欧州連合は、アルメニアからの申請を「関心を持って」検討する用意があると表明した。欧州委員会の報道官パウラ・ピニョ氏は、アルメニアの意欲は欧州統合プロジェクトの魅力を示すさらなる証拠だと述べた。アルメニアのニコル・パシニャン首相は、具体的な時期は明らかにしなかったものの、政府が近いうちに正式な申請を行う可能性があると示唆した。
この動きは、長らくコーカサスにおけるロシアの特権的な同盟国とみなされてきた旧ソ連構成国アルメニアが遂げた外交的転換を裏付けるものとなるだろう。エレバンは、モスクワとの数年間にわたる緊張関係を経て、西側諸国との関係強化を目指している。しかし、加盟申請は加盟を保証するものではなく、長期にわたる交渉と欧州連合加盟国の全会一致の同意が必要となる。
モスクワはエレバンへの圧力を強めている。
ロシアは、アルメニアのEU加盟は、同国がユーラシア経済連合に引き続き加盟することと両立しないと考えている。そのため、モスクワは事前に国民投票を実施するよう求めている。一方、ニコル・パシニャン首相は、国民投票は加盟の実際の可能性が評価されて初めて意味を持つと考えており、そのためにはまず正式に加盟申請を提出する必要があると主張している。
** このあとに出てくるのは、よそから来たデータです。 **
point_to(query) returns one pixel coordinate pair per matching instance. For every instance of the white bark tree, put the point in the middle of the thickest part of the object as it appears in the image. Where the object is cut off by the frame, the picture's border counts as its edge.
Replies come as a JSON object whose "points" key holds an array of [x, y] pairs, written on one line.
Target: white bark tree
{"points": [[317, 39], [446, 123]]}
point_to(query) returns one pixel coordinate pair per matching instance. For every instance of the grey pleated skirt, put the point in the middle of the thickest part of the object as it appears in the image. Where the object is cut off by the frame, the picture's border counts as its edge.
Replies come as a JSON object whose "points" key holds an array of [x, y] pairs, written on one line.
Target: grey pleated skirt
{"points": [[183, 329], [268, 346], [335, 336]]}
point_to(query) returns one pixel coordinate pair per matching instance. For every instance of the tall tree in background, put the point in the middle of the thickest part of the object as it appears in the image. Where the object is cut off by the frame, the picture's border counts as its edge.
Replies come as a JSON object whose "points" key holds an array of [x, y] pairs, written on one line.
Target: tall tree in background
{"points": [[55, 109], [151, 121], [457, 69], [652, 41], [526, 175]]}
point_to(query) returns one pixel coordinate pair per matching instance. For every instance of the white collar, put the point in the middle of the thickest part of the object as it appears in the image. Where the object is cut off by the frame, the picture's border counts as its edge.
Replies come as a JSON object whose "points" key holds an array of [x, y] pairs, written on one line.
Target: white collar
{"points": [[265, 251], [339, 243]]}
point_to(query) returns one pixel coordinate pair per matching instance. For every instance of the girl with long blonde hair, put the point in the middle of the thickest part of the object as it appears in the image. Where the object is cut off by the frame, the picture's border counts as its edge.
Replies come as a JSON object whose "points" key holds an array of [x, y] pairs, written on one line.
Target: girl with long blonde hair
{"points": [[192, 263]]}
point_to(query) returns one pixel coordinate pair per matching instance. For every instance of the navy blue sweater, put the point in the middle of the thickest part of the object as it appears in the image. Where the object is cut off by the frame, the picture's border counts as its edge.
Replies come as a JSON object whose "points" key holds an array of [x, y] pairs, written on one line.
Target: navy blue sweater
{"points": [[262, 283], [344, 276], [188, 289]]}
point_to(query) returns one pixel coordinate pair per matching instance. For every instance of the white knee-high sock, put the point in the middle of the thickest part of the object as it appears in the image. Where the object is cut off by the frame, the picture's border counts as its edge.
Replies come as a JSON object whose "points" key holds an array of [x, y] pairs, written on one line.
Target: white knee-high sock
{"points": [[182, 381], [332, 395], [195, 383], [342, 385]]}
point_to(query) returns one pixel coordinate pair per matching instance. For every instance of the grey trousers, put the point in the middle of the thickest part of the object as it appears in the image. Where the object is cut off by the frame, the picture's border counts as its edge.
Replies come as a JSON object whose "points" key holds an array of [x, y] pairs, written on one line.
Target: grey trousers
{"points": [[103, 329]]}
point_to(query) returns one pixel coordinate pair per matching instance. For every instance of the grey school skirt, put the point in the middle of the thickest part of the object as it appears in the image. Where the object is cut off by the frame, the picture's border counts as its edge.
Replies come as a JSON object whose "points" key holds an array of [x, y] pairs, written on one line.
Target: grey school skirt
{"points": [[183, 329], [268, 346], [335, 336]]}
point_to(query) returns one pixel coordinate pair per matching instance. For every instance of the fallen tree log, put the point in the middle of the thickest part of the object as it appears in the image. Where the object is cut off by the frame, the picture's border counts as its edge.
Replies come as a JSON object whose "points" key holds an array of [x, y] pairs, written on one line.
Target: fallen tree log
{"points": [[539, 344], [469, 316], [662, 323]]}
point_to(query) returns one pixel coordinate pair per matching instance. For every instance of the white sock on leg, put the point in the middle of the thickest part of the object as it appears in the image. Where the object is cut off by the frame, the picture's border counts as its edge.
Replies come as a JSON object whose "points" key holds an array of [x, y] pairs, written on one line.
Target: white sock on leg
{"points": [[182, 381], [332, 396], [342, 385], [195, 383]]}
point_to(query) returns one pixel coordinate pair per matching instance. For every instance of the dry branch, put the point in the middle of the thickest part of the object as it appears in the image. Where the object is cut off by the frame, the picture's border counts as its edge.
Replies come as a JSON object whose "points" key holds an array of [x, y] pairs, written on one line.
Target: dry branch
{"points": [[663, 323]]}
ブリュッセルとの関係改善は、すでにロシアの経済報復を招いている。特に、ロシアはアルメニアの生産者にとって重要な市場であるにもかかわらず、モスクワは一部のアルメニア産農産物の輸入を停止した。したがって、エレバンは、依然として不確実な欧州統合と、モスクワとの歴史的な関係の段階的な断絶との間で板挟みになりながら、自らの選択がもたらす経済的および戦略的な影響を慎重に検討する必要があるだろう。